Obama said it is "very important to me" that his court choice take women's rights into account in interpreting the Constitution, his most expansive comments yet about how a woman's right to choose will factor into his decision.
He plans to choose someone to succeed Justice John Paul Stevens within "the next couple weeks," he told CNBC.
Obama accelerated his political outreach and his conversations with candidates, positioning himself for one of the most consequential decisions of his presidency. He invited Senate leaders — Republicans as well as Democrats — to discuss the issue at the White House and commented briefly to reporters before their private meeting.
His rejection of the idea of "litmus tests" was standard presidential language, keeping him from being boxed in and protecting his eventual nominee from charges of bringing preconceived decisions to the bench.
Obama's pick is not expected to change the ideological balance on the court, though Stevens, the leader of the court's liberals, has played a major role in the court's upholding of abortion rights. Stevens, who turned 90 on Tuesday, is retiring this summer.
Whoever Obama picks has the potential to affect the lives and rights of Americans for a generation or more.
The president is considering about 10 people, including a newly confirmed name, federal appeals court Judge Ann Williams of Chicago.
Among the others are appeals court judges Diane Wood, Merrick Garland and Sidney Thomas, former Georgia Chief Justice Leah Ward Sears, Solicitor General Elena Kagan, Michigan Gov.
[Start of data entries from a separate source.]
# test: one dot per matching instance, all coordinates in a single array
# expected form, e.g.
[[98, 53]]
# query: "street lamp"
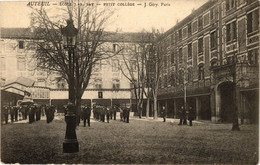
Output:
[[70, 143]]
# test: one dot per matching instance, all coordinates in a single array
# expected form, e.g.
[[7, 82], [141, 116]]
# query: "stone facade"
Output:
[[203, 51]]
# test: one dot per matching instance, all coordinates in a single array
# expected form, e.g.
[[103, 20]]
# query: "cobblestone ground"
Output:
[[142, 141]]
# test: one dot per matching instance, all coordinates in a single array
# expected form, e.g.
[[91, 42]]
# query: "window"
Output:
[[189, 75], [206, 19], [213, 40], [181, 77], [21, 63], [133, 65], [98, 83], [201, 72], [116, 84], [253, 56], [115, 48], [180, 34], [97, 66], [180, 55], [189, 29], [172, 39], [173, 79], [241, 2], [200, 23], [231, 31], [194, 26], [189, 51], [230, 4], [185, 32], [115, 65], [172, 58], [3, 65], [21, 44], [253, 21], [200, 46], [165, 81], [100, 95]]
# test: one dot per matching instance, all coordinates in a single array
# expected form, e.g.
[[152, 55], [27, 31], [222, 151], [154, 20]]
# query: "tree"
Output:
[[52, 57], [156, 65]]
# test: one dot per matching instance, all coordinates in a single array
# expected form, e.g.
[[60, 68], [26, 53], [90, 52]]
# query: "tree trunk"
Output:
[[147, 107], [155, 107], [78, 107], [235, 124]]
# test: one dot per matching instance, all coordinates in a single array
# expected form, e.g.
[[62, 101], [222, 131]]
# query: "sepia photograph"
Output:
[[129, 82]]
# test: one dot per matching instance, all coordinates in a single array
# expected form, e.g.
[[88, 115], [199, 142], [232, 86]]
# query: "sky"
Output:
[[156, 14]]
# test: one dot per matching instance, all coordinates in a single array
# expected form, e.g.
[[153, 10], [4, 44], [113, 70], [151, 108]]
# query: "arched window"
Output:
[[201, 72]]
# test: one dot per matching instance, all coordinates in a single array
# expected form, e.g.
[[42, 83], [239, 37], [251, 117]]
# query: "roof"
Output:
[[190, 17], [21, 80], [26, 33], [17, 33]]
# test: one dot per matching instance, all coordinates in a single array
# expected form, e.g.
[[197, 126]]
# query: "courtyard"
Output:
[[142, 141]]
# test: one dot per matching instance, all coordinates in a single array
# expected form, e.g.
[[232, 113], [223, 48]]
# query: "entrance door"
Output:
[[227, 102]]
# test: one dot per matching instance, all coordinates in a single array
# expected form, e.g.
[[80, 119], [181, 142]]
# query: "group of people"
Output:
[[13, 111], [124, 114], [32, 111], [190, 113], [184, 114], [102, 112]]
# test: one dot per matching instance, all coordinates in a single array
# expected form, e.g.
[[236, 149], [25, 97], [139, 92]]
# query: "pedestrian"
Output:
[[88, 114], [115, 110], [6, 113], [12, 113], [121, 113], [84, 114], [163, 112], [47, 113], [182, 113], [38, 113], [108, 111], [16, 113], [191, 115], [31, 113], [127, 114]]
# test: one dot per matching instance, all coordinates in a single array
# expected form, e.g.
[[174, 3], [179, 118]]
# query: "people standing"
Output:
[[12, 113], [108, 111], [182, 112], [6, 113], [114, 112], [38, 113], [163, 112], [121, 113], [191, 115], [127, 114], [16, 113]]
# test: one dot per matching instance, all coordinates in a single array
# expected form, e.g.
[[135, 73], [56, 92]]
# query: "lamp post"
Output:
[[70, 143]]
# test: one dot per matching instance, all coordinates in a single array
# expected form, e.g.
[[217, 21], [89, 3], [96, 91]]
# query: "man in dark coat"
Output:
[[15, 113], [12, 113], [108, 111], [191, 115], [114, 112], [86, 112], [127, 114], [6, 113], [163, 112], [182, 112], [31, 113], [38, 113]]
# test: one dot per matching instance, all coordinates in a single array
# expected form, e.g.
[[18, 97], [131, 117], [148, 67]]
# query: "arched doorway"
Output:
[[226, 90]]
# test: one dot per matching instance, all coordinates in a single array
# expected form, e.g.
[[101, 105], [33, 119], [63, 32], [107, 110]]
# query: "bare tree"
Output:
[[133, 67], [90, 48], [156, 65]]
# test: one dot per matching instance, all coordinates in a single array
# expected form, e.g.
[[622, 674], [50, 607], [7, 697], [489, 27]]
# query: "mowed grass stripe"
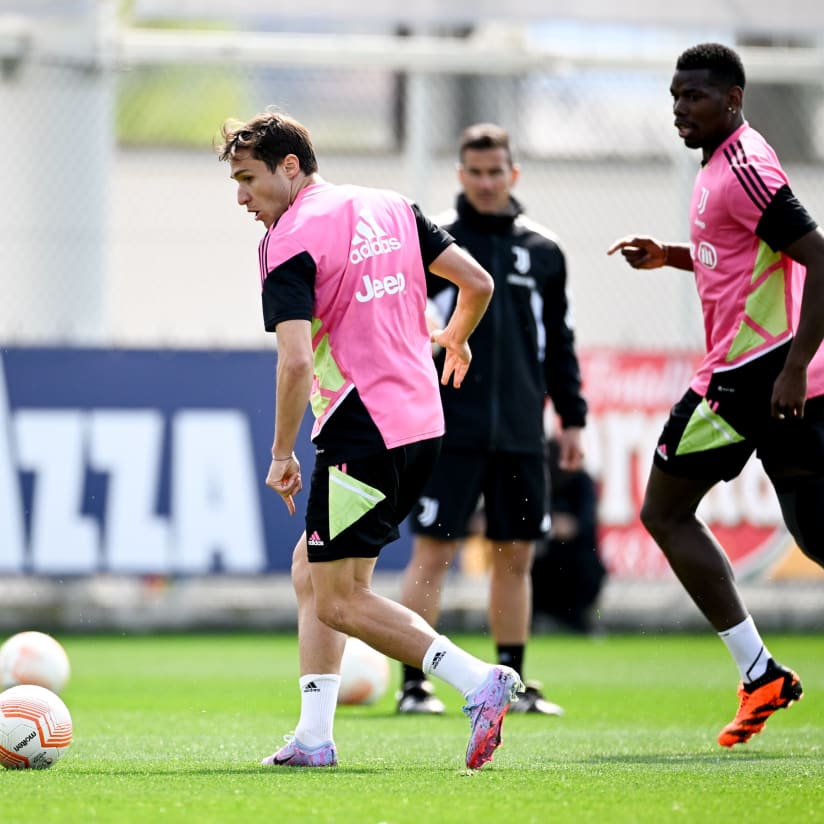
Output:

Jennifer Granholm, Homeland Security Secretary Janet Napolitano and Harvard Law School Dean Martha Minow.
When asked if he could nominate someone who did not support a woman's right to choose, Obama said: "I am somebody who believes that women should have the ability to make often very difficult decisions about their own bodies and issues of reproduction."
He said he would not judge candidates on a single-issue abortion test.
"But I will say that I want somebody who is going to be interpreting our Constitution in a way that takes into account individual rights, and that includes women's rights," Obama said. "And that's going to be something that's very important to me, because I think part of what our core constitutional values promote is the notion that individuals are protected in their privacy and their bodily integrity. And women are not exempt from that."
Such a detailed answer raised the question of whether Obama had, in fact, spelled out a fundamental test over abortion. The White House rejected that.
"I think a litmus test is when you say, will you ask a direct question about — do you believe this? Do you believe that?" White House press secretary Robert Gibbs said. "I think the president will ask any nominee discuss how they view the Constitution and the legal principles enshrined in it."